Haruki Murakami: Sputnik, Sweetheart – Book review

Haruki Murakami: Sputnik, Sweetheart –Anna’s reading challenge

After three months of reading (and enjoying!) novels which had been written from the female perspective, I decided that it was time for a break.  I swayed back to my eternal favourite genre: magic realism and to its widely acknowledged contemporary representativeHaruki Murakami. I had already read “Kafka on the Shore” written by him and I remember that he left me fascinated by his capabilities to combine symbolism, supernatural and realism into a single smooth entity. This time I picked one of his shorter novels, ‘Sputnik, Sweetheart’, which is about a very twisted love triangle between K, Miu and Sumire.
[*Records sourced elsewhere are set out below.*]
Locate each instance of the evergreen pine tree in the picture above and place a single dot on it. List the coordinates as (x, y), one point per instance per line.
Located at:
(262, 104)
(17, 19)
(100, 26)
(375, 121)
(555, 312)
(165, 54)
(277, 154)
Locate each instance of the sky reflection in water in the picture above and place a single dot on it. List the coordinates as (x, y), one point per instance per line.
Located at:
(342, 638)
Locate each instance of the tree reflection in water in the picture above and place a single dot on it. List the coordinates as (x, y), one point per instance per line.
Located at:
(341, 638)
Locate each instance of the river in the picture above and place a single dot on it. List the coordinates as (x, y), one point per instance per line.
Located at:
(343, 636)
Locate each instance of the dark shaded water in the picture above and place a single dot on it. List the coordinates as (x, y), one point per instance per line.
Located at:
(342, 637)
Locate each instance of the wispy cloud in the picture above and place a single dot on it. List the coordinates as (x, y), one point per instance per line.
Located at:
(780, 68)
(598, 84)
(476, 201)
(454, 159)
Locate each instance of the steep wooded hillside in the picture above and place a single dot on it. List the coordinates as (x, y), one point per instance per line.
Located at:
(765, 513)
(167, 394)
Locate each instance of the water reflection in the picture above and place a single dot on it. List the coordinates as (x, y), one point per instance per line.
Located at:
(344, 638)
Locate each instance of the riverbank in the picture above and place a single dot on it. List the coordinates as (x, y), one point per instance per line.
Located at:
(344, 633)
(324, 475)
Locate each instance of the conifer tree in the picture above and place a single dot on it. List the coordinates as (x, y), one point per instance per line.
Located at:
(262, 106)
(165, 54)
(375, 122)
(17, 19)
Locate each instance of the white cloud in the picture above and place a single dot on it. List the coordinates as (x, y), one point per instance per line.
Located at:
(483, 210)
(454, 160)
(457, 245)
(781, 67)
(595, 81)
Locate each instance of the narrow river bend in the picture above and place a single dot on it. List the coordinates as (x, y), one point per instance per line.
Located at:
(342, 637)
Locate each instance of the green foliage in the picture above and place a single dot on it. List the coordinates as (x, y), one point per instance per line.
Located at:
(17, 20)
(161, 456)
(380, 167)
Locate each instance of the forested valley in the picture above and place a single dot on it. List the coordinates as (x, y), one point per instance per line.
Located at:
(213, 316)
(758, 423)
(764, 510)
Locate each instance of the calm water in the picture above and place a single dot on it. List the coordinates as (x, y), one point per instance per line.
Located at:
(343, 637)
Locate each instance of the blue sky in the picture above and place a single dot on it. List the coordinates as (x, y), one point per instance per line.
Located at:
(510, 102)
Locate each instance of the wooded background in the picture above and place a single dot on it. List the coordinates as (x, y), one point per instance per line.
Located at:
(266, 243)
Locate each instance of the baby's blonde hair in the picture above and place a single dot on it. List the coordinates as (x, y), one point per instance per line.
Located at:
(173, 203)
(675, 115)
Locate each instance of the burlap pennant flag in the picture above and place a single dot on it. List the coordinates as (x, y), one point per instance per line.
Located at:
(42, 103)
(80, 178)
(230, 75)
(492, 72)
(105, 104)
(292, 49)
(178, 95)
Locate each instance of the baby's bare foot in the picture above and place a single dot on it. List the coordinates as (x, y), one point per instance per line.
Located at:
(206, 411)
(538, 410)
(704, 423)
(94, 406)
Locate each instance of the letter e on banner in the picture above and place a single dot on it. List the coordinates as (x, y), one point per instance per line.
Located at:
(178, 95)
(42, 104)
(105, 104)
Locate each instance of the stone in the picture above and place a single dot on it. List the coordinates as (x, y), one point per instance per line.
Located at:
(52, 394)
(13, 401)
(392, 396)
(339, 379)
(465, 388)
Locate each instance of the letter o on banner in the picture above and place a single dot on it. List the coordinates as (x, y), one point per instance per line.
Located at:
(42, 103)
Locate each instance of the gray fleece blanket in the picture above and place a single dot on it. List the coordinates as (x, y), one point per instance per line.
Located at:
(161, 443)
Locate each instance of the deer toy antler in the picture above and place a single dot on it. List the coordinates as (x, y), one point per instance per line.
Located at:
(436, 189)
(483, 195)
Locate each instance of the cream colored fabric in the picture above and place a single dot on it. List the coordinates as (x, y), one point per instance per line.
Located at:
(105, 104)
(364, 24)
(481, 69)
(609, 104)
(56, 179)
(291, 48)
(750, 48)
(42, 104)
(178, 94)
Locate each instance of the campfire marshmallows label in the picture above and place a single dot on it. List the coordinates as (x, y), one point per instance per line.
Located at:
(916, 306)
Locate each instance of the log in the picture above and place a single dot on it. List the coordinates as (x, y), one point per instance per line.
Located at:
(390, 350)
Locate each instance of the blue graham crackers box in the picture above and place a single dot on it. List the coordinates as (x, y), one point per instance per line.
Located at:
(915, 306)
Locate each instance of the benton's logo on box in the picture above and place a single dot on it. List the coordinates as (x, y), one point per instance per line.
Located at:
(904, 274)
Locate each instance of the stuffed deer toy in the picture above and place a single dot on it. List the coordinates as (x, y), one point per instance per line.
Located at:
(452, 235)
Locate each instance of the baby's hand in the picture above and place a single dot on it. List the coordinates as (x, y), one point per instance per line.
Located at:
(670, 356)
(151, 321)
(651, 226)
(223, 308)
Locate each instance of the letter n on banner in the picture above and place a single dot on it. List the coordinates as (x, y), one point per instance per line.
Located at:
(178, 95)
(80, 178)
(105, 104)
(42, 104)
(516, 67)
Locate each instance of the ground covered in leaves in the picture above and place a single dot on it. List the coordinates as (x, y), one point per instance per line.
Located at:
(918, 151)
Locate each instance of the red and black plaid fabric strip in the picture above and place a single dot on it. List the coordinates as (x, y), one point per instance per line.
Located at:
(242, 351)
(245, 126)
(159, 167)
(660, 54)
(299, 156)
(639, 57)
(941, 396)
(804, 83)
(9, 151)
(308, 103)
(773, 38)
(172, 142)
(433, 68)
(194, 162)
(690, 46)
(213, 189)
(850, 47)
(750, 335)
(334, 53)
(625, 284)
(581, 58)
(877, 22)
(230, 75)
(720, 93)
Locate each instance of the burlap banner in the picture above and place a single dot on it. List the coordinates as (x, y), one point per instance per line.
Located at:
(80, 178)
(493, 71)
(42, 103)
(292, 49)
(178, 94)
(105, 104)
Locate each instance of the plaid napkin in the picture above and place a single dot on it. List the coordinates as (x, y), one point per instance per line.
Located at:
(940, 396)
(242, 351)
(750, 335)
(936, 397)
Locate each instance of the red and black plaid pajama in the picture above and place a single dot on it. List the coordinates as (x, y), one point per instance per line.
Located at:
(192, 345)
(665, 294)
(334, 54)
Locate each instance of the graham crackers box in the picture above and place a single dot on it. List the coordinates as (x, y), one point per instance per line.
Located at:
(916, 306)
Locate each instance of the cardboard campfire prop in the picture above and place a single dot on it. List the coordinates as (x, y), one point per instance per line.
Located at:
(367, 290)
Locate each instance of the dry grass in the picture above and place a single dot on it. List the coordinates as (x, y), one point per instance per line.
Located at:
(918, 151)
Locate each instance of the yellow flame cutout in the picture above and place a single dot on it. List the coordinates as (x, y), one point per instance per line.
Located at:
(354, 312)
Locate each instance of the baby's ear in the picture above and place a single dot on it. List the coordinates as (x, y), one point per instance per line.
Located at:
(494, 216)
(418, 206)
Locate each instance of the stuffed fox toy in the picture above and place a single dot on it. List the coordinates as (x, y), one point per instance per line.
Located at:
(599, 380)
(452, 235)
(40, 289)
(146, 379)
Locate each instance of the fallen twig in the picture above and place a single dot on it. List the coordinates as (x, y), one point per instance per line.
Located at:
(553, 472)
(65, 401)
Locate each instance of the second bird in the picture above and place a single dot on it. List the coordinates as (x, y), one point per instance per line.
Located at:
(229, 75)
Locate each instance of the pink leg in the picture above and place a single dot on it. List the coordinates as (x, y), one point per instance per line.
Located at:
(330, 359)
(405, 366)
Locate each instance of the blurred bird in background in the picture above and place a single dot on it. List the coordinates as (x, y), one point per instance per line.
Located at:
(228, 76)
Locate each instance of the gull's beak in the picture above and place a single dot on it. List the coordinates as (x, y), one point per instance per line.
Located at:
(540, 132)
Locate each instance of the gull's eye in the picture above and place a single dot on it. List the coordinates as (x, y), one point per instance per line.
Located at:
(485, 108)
The novel can be divided into two parts: initially, the plot does not contain much action; it focuses on the relationship between the characters. We learn from K, who is narrating the story, about Sumire and Miu and how he and Sumire met. Sumire is an unexperienced authoress who falls in love for the first time with Miu, a businesswomen, twice her age. In addition, we also learn that K is attracted to Sumire but he accepts and respects the limits of their relationship.

This first part is filled with the feeling of isolation which continues to linger on even when Sumire and Miu get closer to each other. The loneliness of the main characters is tangible and Murakami carves a masterpiece out of their relationships. The presence of their loneliness is not due to the absence of love; it is there because their loves pass each other and never really meet. However, even the unrequited love that surfaces in them can have a great impact on their lives.

“I have this strange feeling that I’m not myself anymore. It’s hard to put into words, but I guess it’s like I was fast asleep, and someone came, disassembled me, and hurriedly put me back together again. That sort of feeling.”

Events take a magical turn in the second part of the novel when Sumire goes missing in Greece and K goes there to look for her at the request of Miu. He does not succeed in finding her but he does in finding short stories written by Sumire before she disappeared. On the basis of the document he finds out where she is but he also discovers that he would not be able to find her and goes back to Japan with a very special experience that has a strong impact on him yet he remains the same as he had been before the journey. By this time the reader does not expect big reunions or acclamations of love but accepts the dire reality in which people remain lonely but they just go on living their mundane lives.

Sputnik, Sweetheart is about grand themes such as love, destiny and loneliness but Murakami manages to imitate them truthfully by displaying their manifestation on macro-level where they are still real. Instead of a summary, I would rather leave you with a quote which defines the novel more perfectly than any type of conclusion I could write:

“We were wonderful traveling companions but in the end no more than lonely lumps of metal in their own separate orbits. From far off they look like beautiful shooting stars, but in reality they’re nothing more than prisons, where each of us is locked up alone, going nowhere. When the orbits of these two satellites of ours happened to cross paths, we could be together. Maybe even open our hearts to each other. But that was only for the briefest moment. In the next instant we’d be in absolute solitude. Until we burned up and became nothing.”